Israel to Scrap Restrictions on Outdoor Gatherings

Healthcare workers take test samples of Israelis in a drive-through complex to check if they have been infected with COVID-19, in Ramle. (Yossi Aloni/Flash90)

Prime Minister Naftali Bennett and Health Minister Nitzan Horowitz decided late on Wednesday to scrap some restrictions on outdoor gatherings, pending approval of the Coronavirus Cabinet.

As of Friday, events held outdoors will no longer be limited to 5,000 participants but will be held under Green Pass regulations, requiring proof of vaccination or of negative tests for COVID-19.

The decision will be brought to the members of the Coronavirus Cabinet for approval in a telephone vote.

The expedited move was promoted by Culture Minister Chili Tropper and was approved by health experts after a consistent drop in the number of daily COVID infections.

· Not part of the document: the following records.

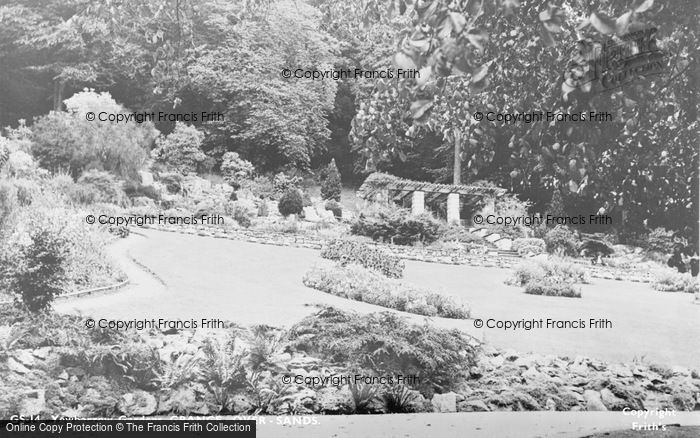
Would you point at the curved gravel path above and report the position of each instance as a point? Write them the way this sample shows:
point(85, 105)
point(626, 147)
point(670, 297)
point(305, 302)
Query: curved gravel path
point(261, 284)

Bennett’s decision comes days after the Cabinet decided to allow vaccinated tourists to enter the country from Nov. 1, if their vaccines are recognized by the World Health Organization, and to allow tourists vaccinated by the Russian-made Sputnik V shots from Nov. 15.

The Prime Minister also began a review of the decision by FDA medical experts in favor of vaccination of children aged five to 11.

Israel hopes for an expedited process of approval, with the vaccination campaign expected to be rolled out in the latter part of November, pending approval of health officials.

Deliberations are expected to be held in full view of the public, who will be able to pose questions for health experts – in the hopes that concerns over adverse effects of vaccines will be addressed, and that parents will opt to vaccinate their children and prevent illness.